Fifteen years ago in Venezuela, a country with a population of around
27.1 million, only about
13 million voters were registered and eligible to vote.
(Photo Credit: Swiss Delegation, CNE Accompañamiento Internacional de las Elecciones del 7 de octubre, 2012, Estado de Monagas, Venezuela)
Dr. Tibisay Lucena, current President of Venezuela's Consejo Nacional Electoral, the election council known as CNE, has engaged in some analysis of the massive shift in levels of participation in her essay,
The Venezuelan Experience. Lucena and other members of the CNE, including Vice President Sandra Oblitas, attribute much of the increased participation to the massive investment of the CNE in electoral inclusion in historically disenfranchised urban and rural communities.
Earlier in 2012, before the registration process closed in April, Tamara Pearson of
Venezuelanalysis.com reported that
'CNE set up 1,300 registration tents around the country and in overseas consulates, and 1,360,598 people registered to vote for the first time, while 4,512,000 changed their voting address, according to CNE director Sandra Oblitas.'
Pearson reported that 89% of the new registrations were among youth aged 18 to 25; other new registrations included individuals who had since been granted Venezuelan nationality, people who were unable to register due to rural isolation or perhaps a disability, and people who chose not to register prior to 2012. Only individuals with Venezuelan nationality could vote in the October presidential elections; residents can vote in the upcoming December 16 regional elections.
Oblitas has stated that the gap between those able to vote and those registered had been reduced to 3.5%, a statistic she interpreted as a great advance and a direct result of a broader policy of participatory inclusion. The
CNE employs over 400,000 people to staff the electoral mesas, provide on the ground digital technology support, and directly administer the electoral process, and
maintains an independent budget of over Bs 2,273,000,000 (US$ 494 million) to carry out both the October 7 and upcoming December 16 regional electoral processes.
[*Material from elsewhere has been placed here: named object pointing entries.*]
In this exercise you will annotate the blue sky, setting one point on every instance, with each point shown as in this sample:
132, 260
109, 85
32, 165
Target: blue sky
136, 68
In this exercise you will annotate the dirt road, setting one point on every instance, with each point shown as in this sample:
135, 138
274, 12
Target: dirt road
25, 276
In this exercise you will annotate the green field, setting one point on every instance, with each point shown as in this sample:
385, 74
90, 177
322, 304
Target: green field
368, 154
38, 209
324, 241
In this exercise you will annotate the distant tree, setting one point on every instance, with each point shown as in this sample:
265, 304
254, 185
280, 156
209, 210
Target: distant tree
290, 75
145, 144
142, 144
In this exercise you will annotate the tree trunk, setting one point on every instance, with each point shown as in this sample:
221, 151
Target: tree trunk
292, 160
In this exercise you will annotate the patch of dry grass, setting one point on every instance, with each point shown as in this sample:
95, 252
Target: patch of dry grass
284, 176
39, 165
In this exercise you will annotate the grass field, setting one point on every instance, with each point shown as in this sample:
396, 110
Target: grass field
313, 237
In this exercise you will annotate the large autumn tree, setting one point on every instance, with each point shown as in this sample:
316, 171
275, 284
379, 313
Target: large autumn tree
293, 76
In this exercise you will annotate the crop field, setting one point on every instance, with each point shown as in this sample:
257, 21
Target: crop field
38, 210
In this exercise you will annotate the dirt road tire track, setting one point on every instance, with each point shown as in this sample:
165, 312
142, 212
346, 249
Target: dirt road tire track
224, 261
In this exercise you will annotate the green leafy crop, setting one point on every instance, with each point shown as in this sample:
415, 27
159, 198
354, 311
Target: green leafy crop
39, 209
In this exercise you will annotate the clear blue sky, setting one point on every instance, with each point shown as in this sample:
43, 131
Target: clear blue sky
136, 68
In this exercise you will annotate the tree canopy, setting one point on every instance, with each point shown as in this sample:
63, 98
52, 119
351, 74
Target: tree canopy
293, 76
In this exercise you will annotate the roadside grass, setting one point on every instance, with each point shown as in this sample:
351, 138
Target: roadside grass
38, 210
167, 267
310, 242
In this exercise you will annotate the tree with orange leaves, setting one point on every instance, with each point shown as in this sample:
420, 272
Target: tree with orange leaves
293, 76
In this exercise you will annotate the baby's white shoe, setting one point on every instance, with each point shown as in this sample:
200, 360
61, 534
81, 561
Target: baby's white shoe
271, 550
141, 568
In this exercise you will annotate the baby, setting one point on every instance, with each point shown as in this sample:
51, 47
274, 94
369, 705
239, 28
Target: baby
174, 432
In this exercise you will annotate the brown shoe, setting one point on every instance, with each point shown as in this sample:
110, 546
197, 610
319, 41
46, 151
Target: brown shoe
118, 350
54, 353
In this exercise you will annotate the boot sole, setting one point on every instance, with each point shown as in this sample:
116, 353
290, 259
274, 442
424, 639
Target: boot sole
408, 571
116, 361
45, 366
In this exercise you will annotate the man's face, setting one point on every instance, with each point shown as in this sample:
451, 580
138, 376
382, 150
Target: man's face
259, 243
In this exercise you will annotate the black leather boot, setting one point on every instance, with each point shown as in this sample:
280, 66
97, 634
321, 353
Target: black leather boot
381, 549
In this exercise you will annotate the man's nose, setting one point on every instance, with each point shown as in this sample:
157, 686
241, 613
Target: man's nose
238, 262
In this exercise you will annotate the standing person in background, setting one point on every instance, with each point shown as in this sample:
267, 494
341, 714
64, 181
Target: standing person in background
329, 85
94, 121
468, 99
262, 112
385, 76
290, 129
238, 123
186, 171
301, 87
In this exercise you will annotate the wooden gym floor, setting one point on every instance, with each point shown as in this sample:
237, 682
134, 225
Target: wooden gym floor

In contrast, consider that the highest participation rate in recent years in the United States was estimated at only
61.6% of registered voters, comprising only
57.47% of the entire U.S. voting-age population. That was in the 2008 presidential elections.
Amid reports of
lower registered-voter turnout this year – an estimated 57.5% – the popular image of the United States as a leader in the development of open, participatory, democratic institutions is not exactly in alignment with current realities on the ground.

In fact, according to data compiled by the international Institute for Democracy and Electoral Assistance, the
United States trails behind 16 Latin American nations in terms of voter turnout, besting only Colombia (45%) and Honduras (53%), two countries that are not well-regarded for any laudable transparency in the electoral process.
The perennial confusion over voter registration in the United States, which may depress registration and participation levels, could be clarified by uniform national standards regarding voter registration. Reforms might take into consideration similar systemic electoral reforms in Latin America.
Along with observations from the
Center for Economic and Policy Studies, the National Lawyers Guild International Committee's observations of Venezuelan popular democracy in action – observations in which I took part – stand in marked contrast with media depictions of Venezuela’s government as autocratic.